When I talk to people about leadership development, they often think leadership is, well, for leaders. Because they are in a rural area or a small business, they think that real leadership is something bigger than they are. This is the myth of seminar leadership programs. The myth is that if you learn leadership, its value will be known when you are a “big leader.”

True Transformational Leadership starts with self-awareness and recognition of an ability to contribute in a meaningful way to other people. The application of transformational leadership is not restricted to the CEO or political leaders. In fact, serious students of Transformational Leadership have learned that helping one person at a time is as important as producing global change as speaking to a forum with thousands of participants.

Clearly Microsoft, under the leadership of Bill Gates, has transformed the next ten generations. In 500 years we will be reading about Bill Gates just like we currently read about Galileo. But the effectiveness of Gates leadership is not only in that he pioneered new technology applications, but in his personal transformation — a transformation that moved him to be a philanthropist who sees transformation coming one person at a time through clean water development, public health initiatives, and individual scholarship prizes.

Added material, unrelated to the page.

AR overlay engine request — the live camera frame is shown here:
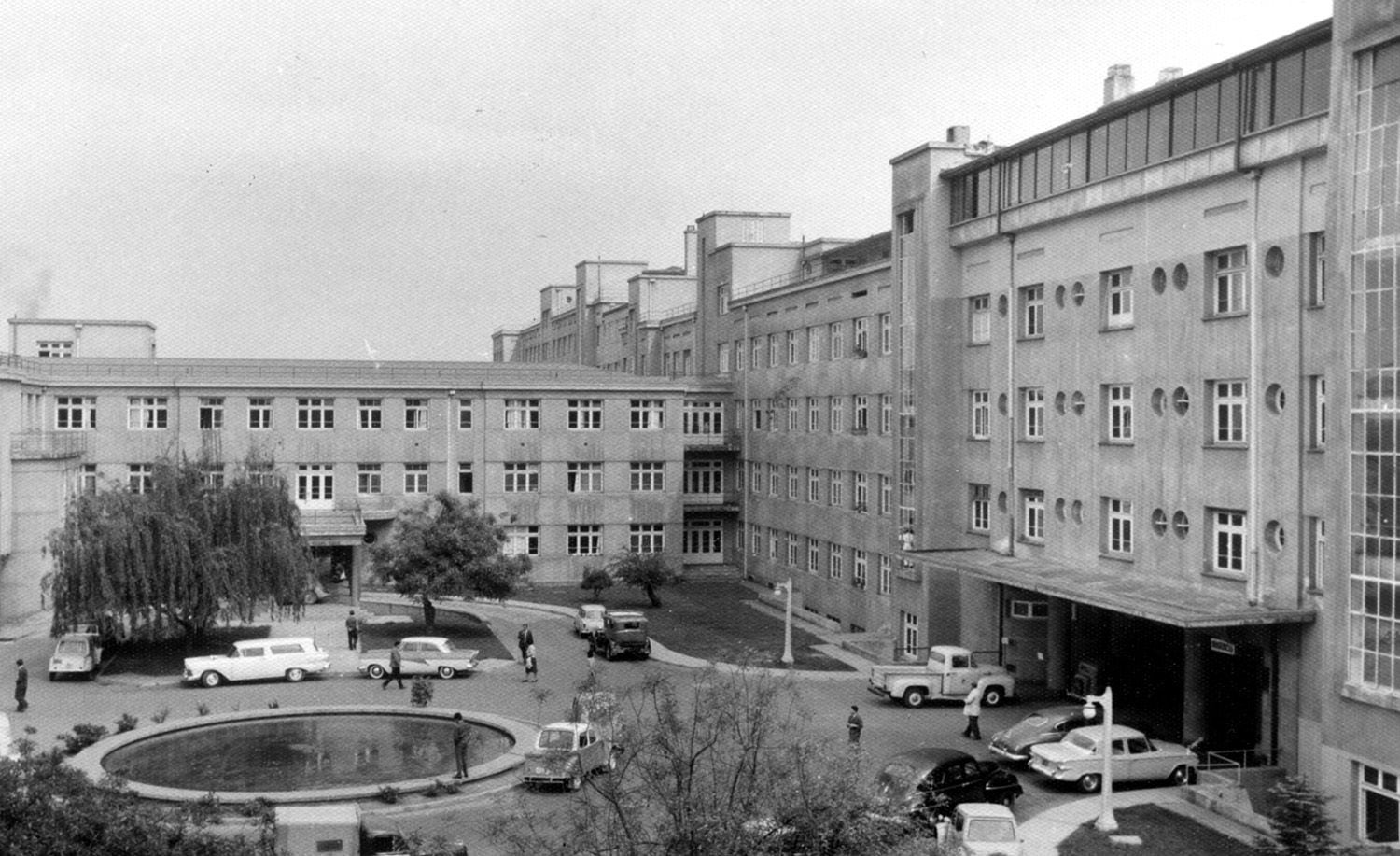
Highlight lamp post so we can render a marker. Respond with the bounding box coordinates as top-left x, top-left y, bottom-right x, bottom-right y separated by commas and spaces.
1084, 686, 1119, 834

Gates is an example of a transformational leader, not because he revolutionized the world or created a movement, but because he helped each one of us in our own personal way. I benefited from Bill Gates by using his products on a daily basis as a writer, doing things on the PC that I was never able to do on a typewriter.

· Transformation is the norm in life. Absolutely nothing stays the same. The issue is not how to change, but how to transform while change occurs.

· Leadership is not just for the CEO or international politician — a concept all of us must understand in order to improve our connections to others, even on a one-on-one level.

· A leader must be willing to make his own changes in order to be effective in provoking change in others.

· Leadership is about making tomorrow better than today. I have collaborated with my clients to help them acquire a new vision that inspires them to make a change. We’ve collaborated to help them create a growth mindset based on progress rather than perfection.

· Leadership involves inspiring others to employ creativity, which is the key to original solutions and positive growth.

· Leadership is a personal journey: One of my most profound insights as an entrepreneur was that business transformed me.

Each of us can benefit from these things today; leaders are not something we become but something we are already. Step into your fullest potential today, and activate leadership without waiting. You can begin now, by transforming yourself, to begin transforming others.